The human labor used to train generative AI models is often outsourced to underpaid workers in the Global South. For instance, workers in Kenya were paid less than $2 an hour to label disturbing toxic content (Perrigo, 2023). Some academics refer to these practices as "digital neocolonialism": Western tech companies exploit the labor and natural resources (for example, minerals used in computer hardware) of poor nations in the Global South, further perpetuating the legacy of colonialism (Browne, 2023).

Selected readings

On the Environmental Impacts of Generative AI

Berreby, David. "As Use of AI Soars, So Does the Energy and Water it Requires." Yale Environment 360, February 6, 2024. https://e360.yale.edu/features/artificial-intelligence-climate-energy-emissions.

Calma, Justine. "The Environmental Impact of the AI Revolution is Starting to Come into Focus." The Verge, October 10, 2023. https://www.theverge.com/2023/10/10/23911059/ai-climate-impact-google-openai-chatgpt-energy.

Crawford, Kate. "Generative AI's environmental costs are soaring -- and mostly secret." Nature, February 20, 2024. https://www.nature.com/articles/d41586-024-00478-x.

Saenko, Kate. "A Computer Scientist Breaks Down Generative AI's Hefty Carbon Footprint." Scientific American, May 25, 2023. https://www.scientificamerican.com/article/a-computer-scientist-breaks-down-generative-ais-hefty-carbon-footprint/.

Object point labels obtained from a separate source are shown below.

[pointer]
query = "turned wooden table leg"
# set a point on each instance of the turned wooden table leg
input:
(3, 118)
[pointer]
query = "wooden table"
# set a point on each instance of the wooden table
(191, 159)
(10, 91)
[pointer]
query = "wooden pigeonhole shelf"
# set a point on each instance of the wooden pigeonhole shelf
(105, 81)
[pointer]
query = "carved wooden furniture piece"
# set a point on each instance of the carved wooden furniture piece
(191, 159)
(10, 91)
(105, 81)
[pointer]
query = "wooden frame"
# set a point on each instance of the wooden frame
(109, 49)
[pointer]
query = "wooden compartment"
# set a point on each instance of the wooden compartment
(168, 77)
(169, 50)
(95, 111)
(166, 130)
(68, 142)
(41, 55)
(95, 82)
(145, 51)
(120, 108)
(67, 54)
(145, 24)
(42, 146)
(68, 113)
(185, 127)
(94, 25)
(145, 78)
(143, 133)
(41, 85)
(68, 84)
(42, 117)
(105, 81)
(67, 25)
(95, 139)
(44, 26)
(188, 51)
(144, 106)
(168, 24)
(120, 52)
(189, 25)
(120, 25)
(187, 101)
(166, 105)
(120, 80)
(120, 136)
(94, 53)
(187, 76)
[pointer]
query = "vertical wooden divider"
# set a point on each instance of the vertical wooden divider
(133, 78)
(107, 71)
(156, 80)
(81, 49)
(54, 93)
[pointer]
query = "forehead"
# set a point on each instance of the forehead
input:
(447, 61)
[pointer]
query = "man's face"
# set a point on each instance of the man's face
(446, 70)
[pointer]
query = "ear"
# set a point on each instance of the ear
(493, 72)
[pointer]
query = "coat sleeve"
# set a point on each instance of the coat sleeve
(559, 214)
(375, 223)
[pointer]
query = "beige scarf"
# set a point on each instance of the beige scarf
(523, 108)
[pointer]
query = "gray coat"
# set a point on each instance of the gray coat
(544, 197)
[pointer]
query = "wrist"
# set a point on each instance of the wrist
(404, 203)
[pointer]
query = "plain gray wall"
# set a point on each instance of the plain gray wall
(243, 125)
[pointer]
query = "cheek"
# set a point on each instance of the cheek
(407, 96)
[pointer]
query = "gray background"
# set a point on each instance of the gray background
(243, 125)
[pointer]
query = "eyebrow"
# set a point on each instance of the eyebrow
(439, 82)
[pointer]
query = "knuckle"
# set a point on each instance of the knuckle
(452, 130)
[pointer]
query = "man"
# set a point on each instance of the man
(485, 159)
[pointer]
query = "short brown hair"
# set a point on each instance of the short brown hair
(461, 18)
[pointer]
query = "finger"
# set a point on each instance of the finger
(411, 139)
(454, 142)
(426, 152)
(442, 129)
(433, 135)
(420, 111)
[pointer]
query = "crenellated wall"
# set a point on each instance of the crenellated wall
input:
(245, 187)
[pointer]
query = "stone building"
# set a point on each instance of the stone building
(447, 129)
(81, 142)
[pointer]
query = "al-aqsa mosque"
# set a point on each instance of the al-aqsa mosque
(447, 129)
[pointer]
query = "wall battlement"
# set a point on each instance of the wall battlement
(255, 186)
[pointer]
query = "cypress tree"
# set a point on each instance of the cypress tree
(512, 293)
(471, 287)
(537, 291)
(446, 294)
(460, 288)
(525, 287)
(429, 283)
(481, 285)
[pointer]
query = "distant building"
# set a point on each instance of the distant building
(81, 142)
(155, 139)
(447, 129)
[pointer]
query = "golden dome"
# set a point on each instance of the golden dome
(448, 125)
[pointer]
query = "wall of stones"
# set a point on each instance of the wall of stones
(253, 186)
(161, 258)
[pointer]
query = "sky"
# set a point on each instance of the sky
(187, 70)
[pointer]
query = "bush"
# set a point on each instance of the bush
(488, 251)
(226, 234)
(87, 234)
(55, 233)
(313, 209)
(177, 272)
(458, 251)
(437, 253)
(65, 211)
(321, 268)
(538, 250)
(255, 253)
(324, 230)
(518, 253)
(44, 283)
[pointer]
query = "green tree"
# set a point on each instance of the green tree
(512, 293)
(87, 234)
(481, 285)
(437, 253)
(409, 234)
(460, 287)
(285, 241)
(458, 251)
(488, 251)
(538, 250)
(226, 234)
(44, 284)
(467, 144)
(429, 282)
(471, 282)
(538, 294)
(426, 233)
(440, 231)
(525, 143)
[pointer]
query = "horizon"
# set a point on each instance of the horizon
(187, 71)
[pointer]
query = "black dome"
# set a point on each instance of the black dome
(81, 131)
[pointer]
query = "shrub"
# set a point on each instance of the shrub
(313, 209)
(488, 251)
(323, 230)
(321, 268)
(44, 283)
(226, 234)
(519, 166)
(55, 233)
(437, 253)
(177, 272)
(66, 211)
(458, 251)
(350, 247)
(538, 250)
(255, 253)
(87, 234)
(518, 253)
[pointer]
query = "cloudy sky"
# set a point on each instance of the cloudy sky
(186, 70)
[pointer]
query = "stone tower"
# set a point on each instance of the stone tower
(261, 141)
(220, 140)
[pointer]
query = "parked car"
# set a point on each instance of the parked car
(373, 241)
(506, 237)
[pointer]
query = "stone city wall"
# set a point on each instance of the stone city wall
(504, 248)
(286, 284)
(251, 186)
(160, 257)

On Human Labor and Generative AI

Browne, Grace. "AI is Steeped in Big Tech's 'Digital Colonialism.'" Wired, May 25, 2023. https://www.wired.com/story/abeba-birhane-ai-datasets/.

Dzieza, Josh. "AI is a Lot of Work." The Verge, June 20, 2023. https://www.theverge.com/features/23764584/ai-artificial-intelligence-data-notation-labor-scale-surge-remotasks-openai-chatbots.

Perrigo, Billy. "OpenAI Used Kenyan Workers on Less Than $2 Per Hour to Make ChatGPT Less Toxic." TIME, January 18, 2023. https://time.com/6247678/openai-chatgpt-kenya-workers/.

Questions to consider

  • Does learning about the environmental impacts of generative AI affect the way you will use it in the future? Why or why not?
  • How does knowing about the way human labor is used to develop generative AI affect the way you think about or evaluate the text produced by AI? 
  • Are you surprised in learning about generative AI's impacts on the environment and use of human labor? If so, how does this information challenge or alter your perceptions of generative AI?